Raccoons, Squirrels as Uptime Busters
Raccoons and cable thieves figured prominently in recent utility outages, but squirrels and backhoes are more dangerous over the long run.
January 4, 2008
Pingdom has been digging up some unusual causes of power and connectivity outages, including incidents involving a raccoon, cable thieves and random gunfire. While the New Year's Eve raccoon incident may seem unusual to some, you'd be amazed at how many power outages are caused by small furry critters. In most cases, however, it is squirrels rather than raccoons that provide the largest headache for power companies.

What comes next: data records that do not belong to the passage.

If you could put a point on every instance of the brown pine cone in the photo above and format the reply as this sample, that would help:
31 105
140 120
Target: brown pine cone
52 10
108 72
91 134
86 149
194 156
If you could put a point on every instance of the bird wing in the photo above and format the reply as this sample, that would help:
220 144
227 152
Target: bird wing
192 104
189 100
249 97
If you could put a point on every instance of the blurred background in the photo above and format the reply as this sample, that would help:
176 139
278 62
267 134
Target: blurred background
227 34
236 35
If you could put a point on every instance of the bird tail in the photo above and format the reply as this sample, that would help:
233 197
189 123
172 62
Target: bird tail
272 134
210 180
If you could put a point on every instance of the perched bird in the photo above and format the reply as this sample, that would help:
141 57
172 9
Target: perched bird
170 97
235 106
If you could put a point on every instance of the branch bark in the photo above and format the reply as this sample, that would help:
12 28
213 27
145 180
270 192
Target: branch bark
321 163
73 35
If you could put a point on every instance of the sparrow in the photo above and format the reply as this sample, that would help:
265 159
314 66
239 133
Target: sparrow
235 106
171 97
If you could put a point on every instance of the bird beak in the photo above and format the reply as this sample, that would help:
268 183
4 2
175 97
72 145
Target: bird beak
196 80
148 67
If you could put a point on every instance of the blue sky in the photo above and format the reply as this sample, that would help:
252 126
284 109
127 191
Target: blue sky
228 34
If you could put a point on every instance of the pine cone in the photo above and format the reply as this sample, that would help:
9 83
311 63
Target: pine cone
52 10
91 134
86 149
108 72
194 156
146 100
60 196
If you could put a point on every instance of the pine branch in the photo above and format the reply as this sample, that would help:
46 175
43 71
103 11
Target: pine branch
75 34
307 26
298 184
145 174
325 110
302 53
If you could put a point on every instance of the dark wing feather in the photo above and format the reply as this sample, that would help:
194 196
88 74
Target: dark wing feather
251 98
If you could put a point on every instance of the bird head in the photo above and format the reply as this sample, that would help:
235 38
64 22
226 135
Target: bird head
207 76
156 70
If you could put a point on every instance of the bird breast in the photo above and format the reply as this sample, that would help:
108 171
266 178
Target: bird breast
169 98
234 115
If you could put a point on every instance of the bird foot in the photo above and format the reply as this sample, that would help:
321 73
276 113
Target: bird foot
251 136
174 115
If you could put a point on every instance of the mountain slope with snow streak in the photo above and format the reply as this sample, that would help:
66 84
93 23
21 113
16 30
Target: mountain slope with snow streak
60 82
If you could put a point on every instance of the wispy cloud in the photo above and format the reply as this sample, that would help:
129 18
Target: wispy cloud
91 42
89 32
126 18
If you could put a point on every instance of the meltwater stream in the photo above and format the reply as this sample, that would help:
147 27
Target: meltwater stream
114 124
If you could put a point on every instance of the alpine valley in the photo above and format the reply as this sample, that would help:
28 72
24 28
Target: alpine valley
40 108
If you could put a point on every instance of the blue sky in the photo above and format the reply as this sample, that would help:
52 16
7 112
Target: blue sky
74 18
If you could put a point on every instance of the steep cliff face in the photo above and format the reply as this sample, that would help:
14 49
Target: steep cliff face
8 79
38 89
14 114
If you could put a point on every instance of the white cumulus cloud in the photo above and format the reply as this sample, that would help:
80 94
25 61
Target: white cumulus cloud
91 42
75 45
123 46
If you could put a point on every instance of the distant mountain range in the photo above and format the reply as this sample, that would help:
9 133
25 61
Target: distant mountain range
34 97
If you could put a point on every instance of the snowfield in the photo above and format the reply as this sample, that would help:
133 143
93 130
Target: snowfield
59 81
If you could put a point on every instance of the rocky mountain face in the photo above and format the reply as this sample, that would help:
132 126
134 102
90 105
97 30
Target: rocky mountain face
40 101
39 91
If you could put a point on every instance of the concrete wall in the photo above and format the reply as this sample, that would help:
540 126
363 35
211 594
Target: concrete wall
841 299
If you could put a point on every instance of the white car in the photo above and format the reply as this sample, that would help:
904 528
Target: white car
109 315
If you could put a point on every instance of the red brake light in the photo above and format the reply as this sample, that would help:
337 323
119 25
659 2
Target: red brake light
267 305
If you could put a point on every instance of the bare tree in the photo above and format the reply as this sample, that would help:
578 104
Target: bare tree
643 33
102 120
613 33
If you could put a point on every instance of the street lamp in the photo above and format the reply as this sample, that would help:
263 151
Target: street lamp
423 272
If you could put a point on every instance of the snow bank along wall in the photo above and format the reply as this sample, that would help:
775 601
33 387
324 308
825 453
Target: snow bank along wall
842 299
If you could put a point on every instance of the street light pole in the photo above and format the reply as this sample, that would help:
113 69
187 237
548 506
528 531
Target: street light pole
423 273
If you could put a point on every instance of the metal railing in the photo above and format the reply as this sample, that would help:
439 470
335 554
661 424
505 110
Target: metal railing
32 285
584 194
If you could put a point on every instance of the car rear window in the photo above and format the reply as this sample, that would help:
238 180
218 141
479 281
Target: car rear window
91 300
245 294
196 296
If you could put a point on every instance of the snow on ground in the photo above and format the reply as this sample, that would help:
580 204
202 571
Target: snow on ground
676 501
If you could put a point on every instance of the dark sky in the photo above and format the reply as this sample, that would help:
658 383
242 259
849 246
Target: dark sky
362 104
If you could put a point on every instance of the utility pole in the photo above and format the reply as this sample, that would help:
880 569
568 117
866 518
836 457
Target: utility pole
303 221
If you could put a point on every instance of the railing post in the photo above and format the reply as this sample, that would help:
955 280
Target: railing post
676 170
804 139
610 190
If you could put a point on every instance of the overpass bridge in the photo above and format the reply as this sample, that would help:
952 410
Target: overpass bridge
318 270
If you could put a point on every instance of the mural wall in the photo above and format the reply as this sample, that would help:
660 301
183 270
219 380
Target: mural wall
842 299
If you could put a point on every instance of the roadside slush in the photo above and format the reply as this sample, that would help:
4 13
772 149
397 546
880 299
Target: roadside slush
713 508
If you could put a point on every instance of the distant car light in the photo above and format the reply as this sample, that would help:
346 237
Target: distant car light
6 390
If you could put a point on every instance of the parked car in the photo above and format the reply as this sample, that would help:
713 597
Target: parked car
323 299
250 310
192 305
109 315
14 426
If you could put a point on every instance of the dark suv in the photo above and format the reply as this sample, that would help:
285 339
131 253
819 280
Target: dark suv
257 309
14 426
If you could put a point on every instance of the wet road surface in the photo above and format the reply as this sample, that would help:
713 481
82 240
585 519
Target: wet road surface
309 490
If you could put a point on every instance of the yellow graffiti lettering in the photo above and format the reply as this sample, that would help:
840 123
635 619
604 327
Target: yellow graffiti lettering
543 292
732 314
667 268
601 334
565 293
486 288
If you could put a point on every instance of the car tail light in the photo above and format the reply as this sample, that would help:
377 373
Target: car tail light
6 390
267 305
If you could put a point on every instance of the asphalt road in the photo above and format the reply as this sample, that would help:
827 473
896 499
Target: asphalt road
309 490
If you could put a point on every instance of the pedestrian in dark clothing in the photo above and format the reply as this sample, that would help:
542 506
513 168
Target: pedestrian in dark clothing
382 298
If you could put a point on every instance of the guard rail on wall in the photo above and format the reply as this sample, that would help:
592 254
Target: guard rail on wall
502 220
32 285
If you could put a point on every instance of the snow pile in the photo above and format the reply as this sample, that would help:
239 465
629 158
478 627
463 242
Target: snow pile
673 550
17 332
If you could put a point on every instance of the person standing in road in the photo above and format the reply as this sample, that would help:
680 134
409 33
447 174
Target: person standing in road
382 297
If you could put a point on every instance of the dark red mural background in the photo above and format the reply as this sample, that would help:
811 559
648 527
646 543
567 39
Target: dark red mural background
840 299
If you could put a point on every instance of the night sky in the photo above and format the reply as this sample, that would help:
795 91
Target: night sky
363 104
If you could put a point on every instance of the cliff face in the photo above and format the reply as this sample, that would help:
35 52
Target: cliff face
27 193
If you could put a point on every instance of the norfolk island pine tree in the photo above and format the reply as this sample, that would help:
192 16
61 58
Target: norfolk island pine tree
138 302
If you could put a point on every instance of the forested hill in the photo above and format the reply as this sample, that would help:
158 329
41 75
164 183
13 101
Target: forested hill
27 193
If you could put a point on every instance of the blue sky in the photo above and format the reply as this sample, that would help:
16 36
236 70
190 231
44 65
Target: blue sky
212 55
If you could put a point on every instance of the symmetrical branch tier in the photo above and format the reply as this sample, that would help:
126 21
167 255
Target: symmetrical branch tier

If you enter "squirrel outage" in either Google News or Google web search, you'll find a lengthy record of both recent and historic incidents of squirrels causing local power outages. Those with long memories of bizarre utility outage stories may recall that this issue made the front page of the Wall Street Journal in 2003. The story is in the Journal archives, but there's a copy online at CritterGuard, one of the companies mentioned in the article. The business angle was a surge in anti-squirrel technology, which is a tricky business, as the story relates:
Linemen are so fed up with the animals, they "even yell at me when I slow down to let a squirrel go across the road," says David Schmidt, a manager at Celina Utilities, a municipal power system in Celina, Ohio. Many utilities say trapping squirrels is too expensive. Shooting them is costly and in many places restricted. Immigration will quickly repopulate an area where squirrel numbers have been reduced drastically.
When it comes to telecom and fiber, the most pernicious threat is often the backhoe. Back in 2006 Kevin Poulsen at Wired did a comprehensive story on backhoe-driven outages, noting that construction equipment remains the "ultimate denial of service tool."